Comment by petesergeant

3 months ago

Yeah? Which commercial provider’s model do you think was trained without using lyrics?

14 comments

petesergeant

The point is that some other vendor will do the work to implement the filtering required by Germany even if OpenAI doesn't.

aniviacat 3 months ago

I would imagine providers who want to comply will scan the LLM's output and pay a license fee to the owner if it contains lyrics.

petesergeant 3 months ago
They scan for commercial work already. Isn’t the law about training, not output?
- aniviacat 3 months ago
  
  Perhaps; I didn't read the court ruling.
  But I'd be surprised if that was generally the case.
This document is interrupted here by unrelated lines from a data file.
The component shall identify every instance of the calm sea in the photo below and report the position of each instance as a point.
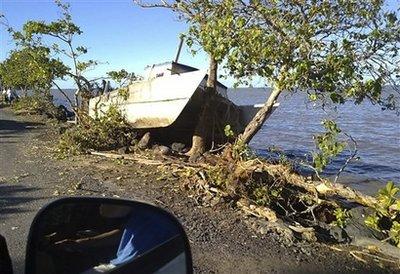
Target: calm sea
(291, 127)
(295, 121)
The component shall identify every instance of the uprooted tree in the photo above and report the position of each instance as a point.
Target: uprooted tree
(57, 38)
(333, 50)
(30, 68)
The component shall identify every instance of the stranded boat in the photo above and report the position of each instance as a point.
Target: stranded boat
(169, 101)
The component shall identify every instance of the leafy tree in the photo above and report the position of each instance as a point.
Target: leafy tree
(31, 69)
(62, 33)
(211, 25)
(334, 50)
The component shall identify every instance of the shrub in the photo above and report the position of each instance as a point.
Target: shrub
(39, 104)
(386, 217)
(107, 132)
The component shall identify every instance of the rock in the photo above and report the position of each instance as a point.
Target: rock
(123, 150)
(163, 150)
(355, 227)
(144, 141)
(195, 157)
(178, 147)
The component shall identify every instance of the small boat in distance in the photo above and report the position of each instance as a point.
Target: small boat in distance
(169, 101)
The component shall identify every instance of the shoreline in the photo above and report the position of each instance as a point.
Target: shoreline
(222, 239)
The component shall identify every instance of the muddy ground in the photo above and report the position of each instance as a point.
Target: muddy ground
(222, 239)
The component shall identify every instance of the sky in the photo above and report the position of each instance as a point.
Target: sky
(117, 33)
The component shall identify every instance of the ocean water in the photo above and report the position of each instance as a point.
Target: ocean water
(291, 127)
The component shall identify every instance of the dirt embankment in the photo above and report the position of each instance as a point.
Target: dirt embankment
(223, 240)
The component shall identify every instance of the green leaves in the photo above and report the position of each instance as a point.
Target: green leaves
(386, 217)
(327, 145)
(341, 217)
(31, 68)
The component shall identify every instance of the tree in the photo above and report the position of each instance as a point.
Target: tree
(63, 33)
(211, 25)
(31, 68)
(334, 50)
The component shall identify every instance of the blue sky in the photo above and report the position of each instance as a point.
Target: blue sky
(117, 32)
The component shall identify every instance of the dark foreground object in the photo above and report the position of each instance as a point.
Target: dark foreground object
(5, 260)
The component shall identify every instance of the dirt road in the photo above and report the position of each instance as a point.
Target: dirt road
(222, 239)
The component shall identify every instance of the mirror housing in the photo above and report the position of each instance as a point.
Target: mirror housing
(106, 235)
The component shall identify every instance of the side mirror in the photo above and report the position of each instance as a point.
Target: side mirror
(103, 235)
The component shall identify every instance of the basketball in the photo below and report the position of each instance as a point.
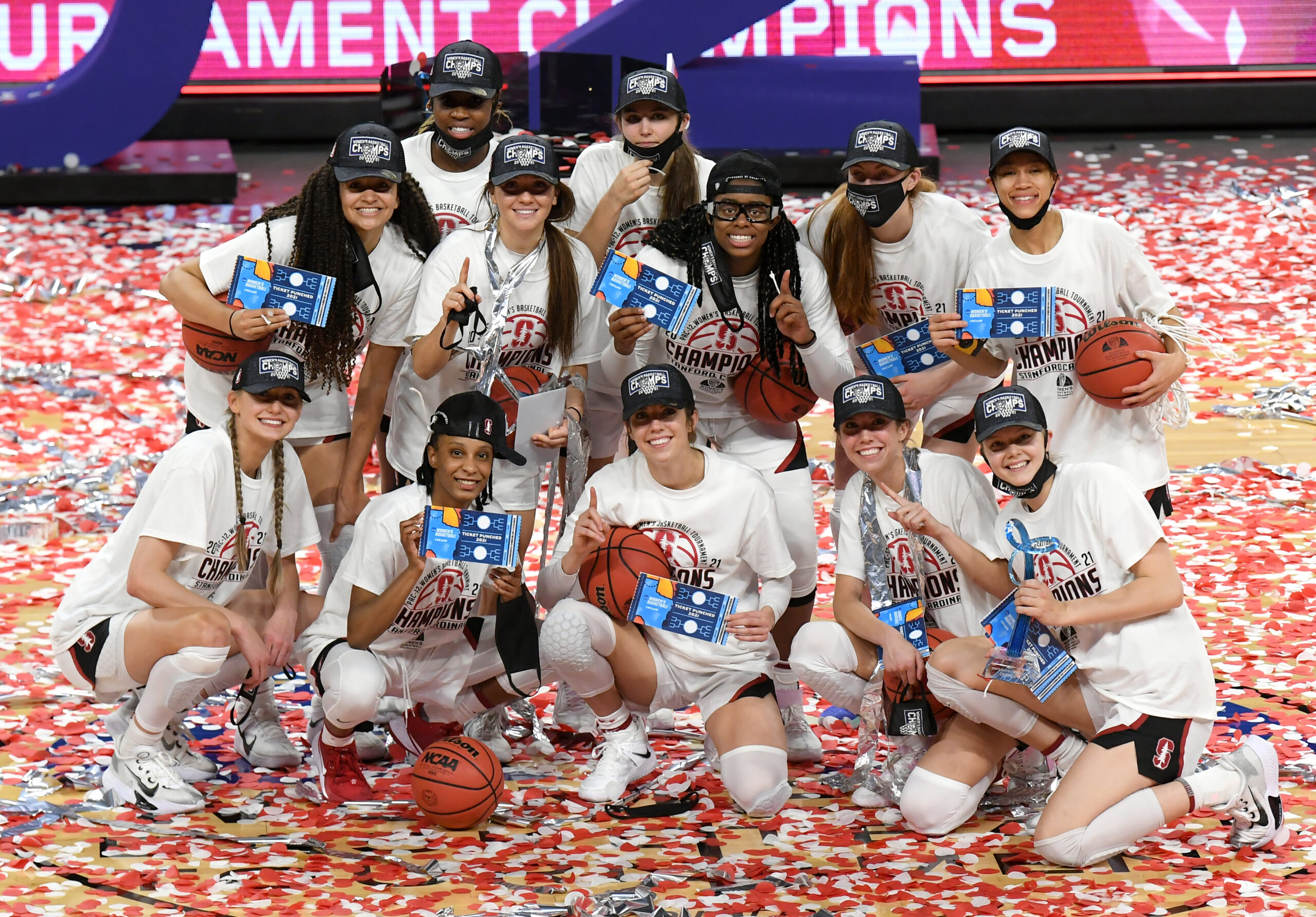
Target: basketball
(772, 395)
(457, 782)
(1105, 359)
(611, 573)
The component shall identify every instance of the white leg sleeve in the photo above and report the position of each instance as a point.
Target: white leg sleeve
(574, 641)
(353, 683)
(824, 659)
(1000, 713)
(756, 779)
(938, 805)
(1114, 831)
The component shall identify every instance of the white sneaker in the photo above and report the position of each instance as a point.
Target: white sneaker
(489, 729)
(572, 712)
(802, 745)
(148, 780)
(259, 737)
(624, 757)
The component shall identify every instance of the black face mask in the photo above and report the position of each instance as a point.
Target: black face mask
(657, 156)
(877, 203)
(1033, 488)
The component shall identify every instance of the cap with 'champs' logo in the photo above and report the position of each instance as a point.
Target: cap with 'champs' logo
(657, 384)
(1020, 140)
(524, 155)
(882, 141)
(466, 66)
(1007, 406)
(368, 151)
(271, 369)
(866, 394)
(652, 85)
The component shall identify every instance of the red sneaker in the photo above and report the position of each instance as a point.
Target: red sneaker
(339, 772)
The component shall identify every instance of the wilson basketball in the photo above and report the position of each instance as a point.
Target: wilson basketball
(1105, 359)
(457, 782)
(770, 395)
(612, 572)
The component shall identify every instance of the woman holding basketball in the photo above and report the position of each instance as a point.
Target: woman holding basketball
(716, 525)
(163, 610)
(537, 280)
(1144, 695)
(623, 189)
(1099, 273)
(764, 294)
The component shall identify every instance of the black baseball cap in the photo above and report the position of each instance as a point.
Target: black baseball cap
(657, 384)
(866, 394)
(271, 369)
(524, 155)
(476, 416)
(368, 151)
(652, 85)
(882, 141)
(466, 66)
(1016, 140)
(1007, 406)
(734, 173)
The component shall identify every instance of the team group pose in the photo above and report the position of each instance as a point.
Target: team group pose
(462, 264)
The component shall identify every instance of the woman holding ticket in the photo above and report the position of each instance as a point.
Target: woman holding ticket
(718, 527)
(1127, 730)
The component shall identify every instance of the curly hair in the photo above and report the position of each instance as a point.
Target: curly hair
(321, 244)
(680, 239)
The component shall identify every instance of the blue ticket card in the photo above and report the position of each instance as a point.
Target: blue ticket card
(902, 352)
(471, 535)
(1007, 313)
(681, 609)
(624, 282)
(1052, 666)
(303, 294)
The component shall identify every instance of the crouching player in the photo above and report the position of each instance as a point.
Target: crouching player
(406, 625)
(718, 525)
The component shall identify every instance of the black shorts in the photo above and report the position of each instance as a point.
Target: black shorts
(1157, 741)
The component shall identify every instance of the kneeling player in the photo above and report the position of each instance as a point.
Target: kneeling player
(400, 624)
(718, 525)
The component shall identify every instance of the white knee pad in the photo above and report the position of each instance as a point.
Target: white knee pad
(938, 805)
(574, 641)
(824, 659)
(756, 779)
(353, 683)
It's easy to see why ChatGPT 1:1 reproducing a song's lyrics would be a copyright issue. But creating a derivative work based on the song?
  What if I made a website that counts the number of alliterations in certain songs' lyrics? Would that be copyright infringement, because my algorithm uses the original lyrics to derive its output?
  If this ruling really applied to any alogrithm deriving content from copyright protected works, it would be pretty absurd.
  But absurd copyright laws would be nothing new, so I won't discount the possibility.
  
  8 replies →
- dathinab 3 months ago
  
  they clearly didn't do that properly, or we wouldn't have the current law suite
  the lawsuit was also not about weather it is or isn't copy right infringement. It was about who is responsible (OpenAI or the user who tries to bait it into making another illegal copy of song lyrics).
  A model outputting song lyrics means it has it stored somehow somewhere. Just because the storage is in a lossy compressed obscure hyper dimensional transformation of some kind, doesn't mean it didn't store an illegal copy. Or it wouldn't have been able to output it. _Technical details do not protect from legal responsibilities (in general)_
  you could (maybe should) add new laws which in some form treat LLM memorized things the same as if a human did memorize it, but currently LLMs have no special legal treatment when it comes to them storing copies of things.
- Semaphor 3 months ago
  
  No, it’s specifically about (mostly) verbatim producing big chunks of lyrics in the output. The court PR specifically mentioned memorization, retaining training data, multiple times.